What's new?
April 20, 2003
- It looks like just about everything is working now, except for what I believe
to be a bug in MySQL. The bug is consistent across version 3.23.56 and 4.0.12.
For some reason, when running a webstone test that takes longer than an hour or so,
as the event table in the database approaches 600 megabytes in size, mysql dies.
The system locks up. When I use gdb to attach to my net_client process, it is blocked
in a "mysql_real_insert" call (and, at the lowest level, in a read system call). I believe
that it is attempting to read data from a pipe to the mysqld daemon, and never
receiving any. Generally after this happens, I have to manually delete the database in
order to make MySQL work properly again - I can't even connect to the database
without the mysql program freezing up on me. Weird.
-
So, with this in mind, I ran some webstone tests that took about 48 minutes. The
results are here.
- I have also generated timing data for kernel compiles Here are the results.
April 9, 2003
-
I've discovered that that "final bug" I thought I'd fixed yesterday, well,
I didn't actually fix it. And it's also not my bug. There was
a problem with the memory cleanup code - but it wasn't what was causing
my strange lmbench problems. The actual source of the problem was that
lmbench, when running the lat_sig test, calculates two values: "How long
did it take to execute this system call" and "What is the overhead associated
with doing system calls in general". Except that sometimes, if the kernel blocks
the system call, the overhead comes back as bigger than the actual
system call itself. The you end up with negative values in bad places, and they
don't get checked, and loops go on for Very Long Times. At least, I think that's
what's happening. So: No more lmbench!
April 8, 2003
-
I fixed the final bug that affects operation of the front-end today.
At least, the final one I know about. There was an error in the memory
cleanup code in the module, code that gets executed when the daemon closes
the file, or when the module is unloaded. Anyway, it's fixed now.
-
Ash figured out my compiler problem. Hurray for Ash! It was an order of
library include sort of thing.
-
I'm running a test script right now... Just a bit of a trial run.
We'll see how it ended up in the morning.
April 7, 2003
-
Today I started writing scripts to do testing in the lab. I also installed
vanilla 2.4.18 kernels on two of the machines in there, so that I can use
them with the auditmodule. I am currently fighting with MySQL, trying to
get it installed on one of them. I am very angry with MySQL; I keep
getting linker errors when I try to compile my programs. I think I am
going to give up for tonight and make Ash figure it out tomorrow.
-
I ran some preliminary benchmarking tests on the IBM thinkpad that I've
been using all term to test the front-end code.
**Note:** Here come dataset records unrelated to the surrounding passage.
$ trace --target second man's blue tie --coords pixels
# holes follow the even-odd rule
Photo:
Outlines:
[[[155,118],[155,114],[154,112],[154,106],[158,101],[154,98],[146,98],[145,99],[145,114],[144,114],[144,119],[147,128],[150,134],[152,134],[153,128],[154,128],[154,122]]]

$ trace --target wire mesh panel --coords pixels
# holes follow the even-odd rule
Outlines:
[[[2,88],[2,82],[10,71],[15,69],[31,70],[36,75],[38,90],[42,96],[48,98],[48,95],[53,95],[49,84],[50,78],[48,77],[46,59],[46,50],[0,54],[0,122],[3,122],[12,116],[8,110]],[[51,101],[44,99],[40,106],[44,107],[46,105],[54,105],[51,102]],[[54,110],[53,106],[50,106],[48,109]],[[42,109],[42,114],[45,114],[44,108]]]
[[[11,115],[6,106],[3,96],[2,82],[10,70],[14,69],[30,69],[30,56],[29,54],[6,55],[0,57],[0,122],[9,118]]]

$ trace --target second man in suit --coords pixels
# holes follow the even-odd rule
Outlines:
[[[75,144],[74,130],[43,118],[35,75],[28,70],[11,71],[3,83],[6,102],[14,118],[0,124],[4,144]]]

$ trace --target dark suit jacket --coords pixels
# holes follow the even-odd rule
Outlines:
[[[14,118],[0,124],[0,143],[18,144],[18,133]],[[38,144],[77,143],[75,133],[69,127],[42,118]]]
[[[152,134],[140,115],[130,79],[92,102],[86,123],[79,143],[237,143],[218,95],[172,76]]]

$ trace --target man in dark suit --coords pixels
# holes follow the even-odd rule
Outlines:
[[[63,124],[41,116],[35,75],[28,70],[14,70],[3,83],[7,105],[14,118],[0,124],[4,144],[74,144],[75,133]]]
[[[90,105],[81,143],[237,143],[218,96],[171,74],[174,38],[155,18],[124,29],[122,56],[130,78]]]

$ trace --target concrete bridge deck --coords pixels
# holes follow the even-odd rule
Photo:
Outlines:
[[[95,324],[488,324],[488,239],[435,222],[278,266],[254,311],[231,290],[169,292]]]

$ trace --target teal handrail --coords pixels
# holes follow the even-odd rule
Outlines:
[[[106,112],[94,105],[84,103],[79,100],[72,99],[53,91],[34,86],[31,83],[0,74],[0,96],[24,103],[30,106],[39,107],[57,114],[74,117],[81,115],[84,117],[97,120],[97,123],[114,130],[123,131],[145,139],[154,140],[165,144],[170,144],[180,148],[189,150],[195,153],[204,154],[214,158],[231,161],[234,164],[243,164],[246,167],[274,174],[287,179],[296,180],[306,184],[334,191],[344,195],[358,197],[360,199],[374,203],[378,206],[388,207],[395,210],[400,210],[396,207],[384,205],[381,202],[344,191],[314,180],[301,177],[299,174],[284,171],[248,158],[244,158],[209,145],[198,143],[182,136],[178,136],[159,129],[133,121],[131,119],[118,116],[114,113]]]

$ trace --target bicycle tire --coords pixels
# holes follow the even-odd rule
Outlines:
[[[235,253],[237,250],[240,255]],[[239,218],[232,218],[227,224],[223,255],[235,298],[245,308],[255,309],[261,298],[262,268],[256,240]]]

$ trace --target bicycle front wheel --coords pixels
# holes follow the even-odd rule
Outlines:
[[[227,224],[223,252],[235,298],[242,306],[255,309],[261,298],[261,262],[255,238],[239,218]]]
Check out the results. I believe that
the network-enabled results are excessively slow due to a flaky network
card in the ThinkPad. We'll find out for sure when I do the tests in the
lab.
-
I've fixed the problem with the OOM killer. That was just me being dumb.
I was allocating huge chunks of memory and then never freeing them.
I am so smart. S-M-R-T.
April 3, 2003
-
Today I fixed a bug that had been hiding in the auditmodule code, confounding me for
two days. I didn't discover it until I tried to start running lmbench. It seems that when
a whole lot of concurrent events are going on, stuff can get screwed up. The size of the
event that gets stuck in the queue to be read by the userspace daemon is wrong. After much
head-scratching (two days worth, to be exact), I disocvered that it was because there were
some variables in the "audit_event" routine (which gets called by every syscall
hijack routine) that were declared as
static, and were being manipulated
outside of the lockdown. Helloooo, race condition! So that's fixed.
-
There are two other issues (also known as "bugs"):
-
The audit daemon sometimes gets killed by the OOM killer, when memory is low. This
should not be hard to fix (just tell it to ignore the "SIGKILL" signal).
-
lmbench's "sig_lat" program does not seem to work properly. For some reason, it
repeatedly receives the "SIGSEGV" signal (presumably from the kernel), on a line of
code in which it is trying to access a memory-mapped address. Why? I have no idea.
We don't deal with memory-mapping at all. This implies to me that some code, somewhere
in my module, is munging a memory address that it should not be munging. Ugh.
The sig_lat program works perfectly well when my module isn't loaded, so I'm pretty
sure it's my problem.
Update: lmbench now seems to be working perfectly. I believe that the segfault
weirdness was a result of the fact that things get screwed up when you unload the
kernel module (there's no way around this - the module unload race condition is a
fact of life). But it's all good now. Hurray! Time for testing scripts soon!
-
My brain-dump to Ash has been completed, pretty much. He now knows basically how this system
works. He had some good ideas for me to use, especially in regard to database design. He has
also introduced me to his testing scripts, which I will be adapting when I start writing my own.